XPS Pensions Group believes superfunds should only pay out profits when members’ benefits are secured
XPS Pensions Group (XPS) has today responded to the Government’s consultation on superfunds (consolidators of defined benefit pension schemes). XPS support regulating to allow superfunds to be established because they could increase stability and efficiencies in the pension market. XPS also strongly agree that superfunds will require robust supervision and regulation of their financial stability.

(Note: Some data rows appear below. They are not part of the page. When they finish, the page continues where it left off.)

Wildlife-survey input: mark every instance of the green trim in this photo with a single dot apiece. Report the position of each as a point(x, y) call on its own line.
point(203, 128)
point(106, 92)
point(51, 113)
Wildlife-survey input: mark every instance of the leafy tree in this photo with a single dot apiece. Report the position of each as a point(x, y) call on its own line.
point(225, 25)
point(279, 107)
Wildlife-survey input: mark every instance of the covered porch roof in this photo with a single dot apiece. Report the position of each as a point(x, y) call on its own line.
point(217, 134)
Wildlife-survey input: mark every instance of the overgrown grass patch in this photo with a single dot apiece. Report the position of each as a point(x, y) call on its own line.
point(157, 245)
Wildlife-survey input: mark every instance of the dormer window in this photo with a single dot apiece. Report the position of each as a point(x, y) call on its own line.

However, two fundamental changes are needed to the proposals to allow superfunds to be effective and address industry concerns that they may risk poorer member outcomes and compete unfairly with insurers. These are:
- setting strict conditions on when superfunds can extract profits – ideally only when members’ benefits are secured with an insurer; and
- not setting overly restrictive, subjective gateway conditions that can be gamed
Wayne Segers, Principal at XPS Pensions Group, said: “Superfund investors should only be allowed to take out money when members’ benefits are settled, ideally by transferring to an insurer. This is important to prevent superfunds becoming a systemic risk. It also addresses valid market concerns about unfair competition with insurers.
“A recent poll of over 150 delegates representing pension schemes at XPS’s first Northern conference showed that 65% did not think superfunds would improve outcomes for members. Our proposals would go some way to addressing these concerns.”
Along with strong regulations on financial stability, tighter controls on profits should remove the need for restrictive gateway conditions. Rather, any gateway conditions should put trust in the DB pension scheme trustees, to decide the right approach for their members with appropriate guidance from the regulator.